Alessandra Leite – Da Revista Cenarium

MANAUS – Mais de meio século depois de tirar o primeiro alvará de funcionamento para serviços de barbearia, em 6 de abril de 1970, o barbeiro mais antigo de Manaus, Edmilson da Costa Barreiros, dono do Salão Tropical – localizado no Centro Histórico da capital amazonense – ostenta muita lucidez, disposição e vitalidade, aos 83 anos de idade, sendo 65 dedicados à profissão pela qual ele se apaixonou ainda na década de 1950.

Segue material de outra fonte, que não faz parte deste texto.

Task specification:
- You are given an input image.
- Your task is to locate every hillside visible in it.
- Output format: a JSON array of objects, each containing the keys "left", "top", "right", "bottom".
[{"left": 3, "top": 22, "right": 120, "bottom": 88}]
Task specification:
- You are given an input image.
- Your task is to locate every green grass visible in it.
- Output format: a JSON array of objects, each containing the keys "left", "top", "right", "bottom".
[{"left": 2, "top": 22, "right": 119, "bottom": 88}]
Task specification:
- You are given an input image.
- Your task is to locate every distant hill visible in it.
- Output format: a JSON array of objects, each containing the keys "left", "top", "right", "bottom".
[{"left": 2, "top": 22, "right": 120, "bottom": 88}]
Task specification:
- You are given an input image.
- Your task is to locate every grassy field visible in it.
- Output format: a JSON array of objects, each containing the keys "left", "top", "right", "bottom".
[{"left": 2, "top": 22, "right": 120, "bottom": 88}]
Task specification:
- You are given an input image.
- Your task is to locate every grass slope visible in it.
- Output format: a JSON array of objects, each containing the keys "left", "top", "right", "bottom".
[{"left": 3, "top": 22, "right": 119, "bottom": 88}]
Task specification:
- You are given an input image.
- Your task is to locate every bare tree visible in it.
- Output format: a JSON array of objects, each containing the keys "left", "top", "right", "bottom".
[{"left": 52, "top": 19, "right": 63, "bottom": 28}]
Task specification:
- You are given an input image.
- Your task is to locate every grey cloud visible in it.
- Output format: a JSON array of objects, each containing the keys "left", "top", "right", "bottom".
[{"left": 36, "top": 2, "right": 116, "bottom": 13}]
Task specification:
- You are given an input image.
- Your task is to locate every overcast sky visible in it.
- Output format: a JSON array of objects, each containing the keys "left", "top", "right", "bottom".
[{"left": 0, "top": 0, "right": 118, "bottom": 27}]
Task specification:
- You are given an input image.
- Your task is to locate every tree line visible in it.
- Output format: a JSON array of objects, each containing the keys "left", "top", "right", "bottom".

Natural da comunidade do Supiá, no interior do município de Manacapuru (a 68 quilômetros de Manaus), o caçula de seis irmãos trabalhava com plantação de banana, juta, feijão e outros produtos da cultura rápida, até que a enchente histórica de 1953 obrigou a família a se mudar para Manaus. “Meu pai morreu quando eu tinha um ano e sete meses de vida. Então um tio juntou as duas famílias e ajudou em nossa criação. Viemos todos juntos para Manaus, empurrados pela grande enchente. Em 1956, eu me alistei no Exército e comecei a cortar o cabelo dos meus colegas soldados. Saí em 1957 já com a profissão definida”, relembra o barbeiro.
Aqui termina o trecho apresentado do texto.